Reviewed-by: Paul Berry <email@example.com>
v2: Drop VS support pre-Gen8, drop GS support.
Reviewed-by: Kenneth Graunke <firstname.lastname@example.org>
Specifically, commenting out the assignment of ctx->Const.MaxImageUnits brings performance back to previous levels.
Running strings on synmark indeed shows "GL_ARB_shader_image_load_store", so the benchmark may be doing additional work with the extension enabled.
Except that the extension isn't enabled at that point - it's turned on several commits later. I'm pretty sure only tests with "CS" in their name use ARB_shader_image_load_store, and this isn't one of them.
Yeah, apparently the regression is caused by the additional validation done for each image unit when _NEW_TEXTURE is flagged. I would expect validation for a single disabled image unit to be cheap, little more than a couple of pointer dereferences and a branch, but still it seems to add up to a measurable overhead due to the huge number of image units we expose. The attached patch removes the _NEW_TEXTURE-dependent state (actually just the _Valid field) from the image unit struct so this per-image unit validation is no longer necessary. Instead the driver is required to call a function to calculate the same value when needed, what may make per-image state updates in the driver a little more expensive but is likely to be a net win because the overall complexity is reduced since now only image units which are actually bound to a shader need to be validated.

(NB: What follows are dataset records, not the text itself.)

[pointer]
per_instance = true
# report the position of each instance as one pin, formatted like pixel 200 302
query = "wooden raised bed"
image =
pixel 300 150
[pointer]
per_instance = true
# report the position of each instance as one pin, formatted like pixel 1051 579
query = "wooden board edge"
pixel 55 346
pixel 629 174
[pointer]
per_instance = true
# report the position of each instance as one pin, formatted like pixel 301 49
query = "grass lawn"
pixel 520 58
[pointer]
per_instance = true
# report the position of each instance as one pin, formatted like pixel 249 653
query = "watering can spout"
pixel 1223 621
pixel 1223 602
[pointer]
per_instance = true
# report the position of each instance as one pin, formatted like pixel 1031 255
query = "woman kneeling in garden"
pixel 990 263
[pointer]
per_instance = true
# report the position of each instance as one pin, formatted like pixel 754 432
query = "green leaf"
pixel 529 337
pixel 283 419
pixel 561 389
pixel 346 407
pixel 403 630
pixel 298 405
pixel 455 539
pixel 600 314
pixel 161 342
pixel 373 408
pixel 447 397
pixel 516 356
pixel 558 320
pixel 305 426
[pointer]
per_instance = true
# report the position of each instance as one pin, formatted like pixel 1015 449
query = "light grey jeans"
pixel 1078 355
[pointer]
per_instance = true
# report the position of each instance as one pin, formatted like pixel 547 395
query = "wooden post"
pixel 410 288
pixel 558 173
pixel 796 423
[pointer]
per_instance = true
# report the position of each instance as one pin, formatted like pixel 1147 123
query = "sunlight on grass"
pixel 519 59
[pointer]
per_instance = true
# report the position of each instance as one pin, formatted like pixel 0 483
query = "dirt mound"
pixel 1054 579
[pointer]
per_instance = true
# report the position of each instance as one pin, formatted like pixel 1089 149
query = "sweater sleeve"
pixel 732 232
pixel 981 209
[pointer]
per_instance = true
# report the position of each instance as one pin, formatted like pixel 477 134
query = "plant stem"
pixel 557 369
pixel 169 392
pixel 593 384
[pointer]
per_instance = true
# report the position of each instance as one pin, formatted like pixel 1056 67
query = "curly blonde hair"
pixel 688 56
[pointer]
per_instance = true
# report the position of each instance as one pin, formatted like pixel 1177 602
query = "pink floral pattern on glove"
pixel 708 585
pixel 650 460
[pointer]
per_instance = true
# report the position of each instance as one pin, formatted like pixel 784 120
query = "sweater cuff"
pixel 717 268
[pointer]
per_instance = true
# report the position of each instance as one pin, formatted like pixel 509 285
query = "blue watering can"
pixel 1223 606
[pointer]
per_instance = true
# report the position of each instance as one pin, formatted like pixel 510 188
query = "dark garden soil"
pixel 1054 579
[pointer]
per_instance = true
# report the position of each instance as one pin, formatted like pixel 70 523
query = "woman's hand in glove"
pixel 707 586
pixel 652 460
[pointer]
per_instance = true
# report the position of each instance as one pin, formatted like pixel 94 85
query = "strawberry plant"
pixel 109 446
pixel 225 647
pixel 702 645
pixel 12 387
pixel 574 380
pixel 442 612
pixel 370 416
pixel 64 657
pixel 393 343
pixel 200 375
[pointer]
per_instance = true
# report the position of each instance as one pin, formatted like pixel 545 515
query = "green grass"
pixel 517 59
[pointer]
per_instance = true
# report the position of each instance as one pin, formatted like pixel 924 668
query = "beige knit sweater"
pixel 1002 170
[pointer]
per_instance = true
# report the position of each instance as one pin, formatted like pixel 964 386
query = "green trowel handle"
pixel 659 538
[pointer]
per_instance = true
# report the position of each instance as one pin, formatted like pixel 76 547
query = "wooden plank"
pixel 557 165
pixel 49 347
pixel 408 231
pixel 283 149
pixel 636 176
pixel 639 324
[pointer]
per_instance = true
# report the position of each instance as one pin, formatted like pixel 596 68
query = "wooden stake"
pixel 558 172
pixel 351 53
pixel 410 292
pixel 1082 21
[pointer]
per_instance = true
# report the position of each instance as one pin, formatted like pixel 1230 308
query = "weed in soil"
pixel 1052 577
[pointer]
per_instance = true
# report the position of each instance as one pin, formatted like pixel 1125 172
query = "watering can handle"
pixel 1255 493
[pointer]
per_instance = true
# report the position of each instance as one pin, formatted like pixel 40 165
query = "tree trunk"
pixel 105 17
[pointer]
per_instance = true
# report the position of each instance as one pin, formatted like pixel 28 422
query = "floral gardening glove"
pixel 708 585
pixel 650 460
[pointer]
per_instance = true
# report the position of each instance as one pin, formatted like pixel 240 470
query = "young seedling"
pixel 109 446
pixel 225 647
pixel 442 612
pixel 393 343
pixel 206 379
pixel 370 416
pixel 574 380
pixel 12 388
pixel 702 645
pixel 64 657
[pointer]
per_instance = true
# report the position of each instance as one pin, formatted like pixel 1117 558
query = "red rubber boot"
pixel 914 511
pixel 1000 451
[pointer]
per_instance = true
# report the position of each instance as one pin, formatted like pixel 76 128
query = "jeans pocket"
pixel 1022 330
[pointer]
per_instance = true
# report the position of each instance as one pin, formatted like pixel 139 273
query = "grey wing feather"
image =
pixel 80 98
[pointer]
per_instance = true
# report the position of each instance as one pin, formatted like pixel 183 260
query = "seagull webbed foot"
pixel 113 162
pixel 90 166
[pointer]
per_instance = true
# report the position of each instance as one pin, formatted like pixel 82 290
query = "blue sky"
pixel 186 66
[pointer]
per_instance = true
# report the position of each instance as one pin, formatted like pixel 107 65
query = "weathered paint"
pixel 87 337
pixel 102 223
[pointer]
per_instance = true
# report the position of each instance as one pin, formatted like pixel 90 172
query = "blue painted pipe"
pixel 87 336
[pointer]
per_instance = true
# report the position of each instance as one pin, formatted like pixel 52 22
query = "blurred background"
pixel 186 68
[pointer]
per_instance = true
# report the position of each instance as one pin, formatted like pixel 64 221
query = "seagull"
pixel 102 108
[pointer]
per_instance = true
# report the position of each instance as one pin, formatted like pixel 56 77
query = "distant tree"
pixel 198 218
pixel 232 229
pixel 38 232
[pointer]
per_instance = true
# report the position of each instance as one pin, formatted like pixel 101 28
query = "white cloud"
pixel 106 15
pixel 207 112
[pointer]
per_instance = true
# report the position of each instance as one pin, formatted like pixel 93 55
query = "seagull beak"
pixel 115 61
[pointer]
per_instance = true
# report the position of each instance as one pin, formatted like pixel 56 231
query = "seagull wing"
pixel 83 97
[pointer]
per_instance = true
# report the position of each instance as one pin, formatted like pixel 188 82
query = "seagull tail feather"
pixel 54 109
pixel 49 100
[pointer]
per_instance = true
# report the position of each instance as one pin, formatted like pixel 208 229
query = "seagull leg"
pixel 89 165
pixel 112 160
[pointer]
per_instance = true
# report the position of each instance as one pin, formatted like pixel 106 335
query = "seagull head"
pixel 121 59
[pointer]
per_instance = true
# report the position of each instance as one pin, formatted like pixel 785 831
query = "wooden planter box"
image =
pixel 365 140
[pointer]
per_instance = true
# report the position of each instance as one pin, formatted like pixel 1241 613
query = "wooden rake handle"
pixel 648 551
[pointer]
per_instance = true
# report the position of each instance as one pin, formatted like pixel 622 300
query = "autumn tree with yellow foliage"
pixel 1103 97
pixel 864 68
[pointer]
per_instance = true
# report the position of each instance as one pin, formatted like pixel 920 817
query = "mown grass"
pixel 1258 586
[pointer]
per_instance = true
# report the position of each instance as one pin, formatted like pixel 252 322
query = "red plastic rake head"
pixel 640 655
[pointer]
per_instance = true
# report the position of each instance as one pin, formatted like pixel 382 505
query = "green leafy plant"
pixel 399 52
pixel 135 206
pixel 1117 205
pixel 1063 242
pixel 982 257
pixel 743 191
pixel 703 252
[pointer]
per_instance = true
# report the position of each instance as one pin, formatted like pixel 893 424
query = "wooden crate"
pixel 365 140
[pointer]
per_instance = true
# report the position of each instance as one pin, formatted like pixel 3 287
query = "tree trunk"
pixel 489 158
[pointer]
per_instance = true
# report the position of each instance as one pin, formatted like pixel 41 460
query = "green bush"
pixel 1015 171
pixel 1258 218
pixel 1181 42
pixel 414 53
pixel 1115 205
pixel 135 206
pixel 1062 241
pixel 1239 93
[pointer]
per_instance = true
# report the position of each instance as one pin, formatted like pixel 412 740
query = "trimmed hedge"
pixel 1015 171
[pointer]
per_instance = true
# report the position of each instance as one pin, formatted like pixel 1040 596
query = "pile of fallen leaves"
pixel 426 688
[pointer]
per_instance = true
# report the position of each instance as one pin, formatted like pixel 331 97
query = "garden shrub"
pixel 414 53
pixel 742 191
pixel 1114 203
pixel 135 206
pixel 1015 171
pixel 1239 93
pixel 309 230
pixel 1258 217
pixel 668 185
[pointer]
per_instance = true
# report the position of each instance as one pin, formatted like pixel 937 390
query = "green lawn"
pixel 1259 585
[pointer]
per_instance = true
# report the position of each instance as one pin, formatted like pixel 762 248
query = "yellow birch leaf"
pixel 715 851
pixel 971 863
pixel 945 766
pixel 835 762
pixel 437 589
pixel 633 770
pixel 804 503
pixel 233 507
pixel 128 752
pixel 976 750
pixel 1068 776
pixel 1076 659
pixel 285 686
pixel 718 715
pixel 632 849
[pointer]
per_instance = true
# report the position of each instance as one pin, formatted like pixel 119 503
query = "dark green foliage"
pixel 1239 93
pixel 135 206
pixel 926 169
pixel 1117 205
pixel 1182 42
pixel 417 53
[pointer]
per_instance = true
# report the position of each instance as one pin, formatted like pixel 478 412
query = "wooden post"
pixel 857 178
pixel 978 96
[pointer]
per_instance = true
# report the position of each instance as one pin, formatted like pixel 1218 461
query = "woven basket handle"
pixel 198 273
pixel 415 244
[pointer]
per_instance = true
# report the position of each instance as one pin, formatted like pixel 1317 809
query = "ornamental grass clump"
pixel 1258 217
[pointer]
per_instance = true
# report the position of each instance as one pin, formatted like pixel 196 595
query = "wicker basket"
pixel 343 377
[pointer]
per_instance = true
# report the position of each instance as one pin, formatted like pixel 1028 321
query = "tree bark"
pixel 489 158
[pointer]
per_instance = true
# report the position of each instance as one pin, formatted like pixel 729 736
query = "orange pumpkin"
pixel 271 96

Created attachment 117980 [details] [review]
Tested on the latest mesa with the patch, this problem does not exists.
(In reply to ye.tian from comment #6)
> Tested on the latest mesa with the patch, this problem does not exists.
Thanks, I've formatted the change as a patch series and sent it for review with your tested-by. 
I've just landed the series that fixes this regression, marking as resolved.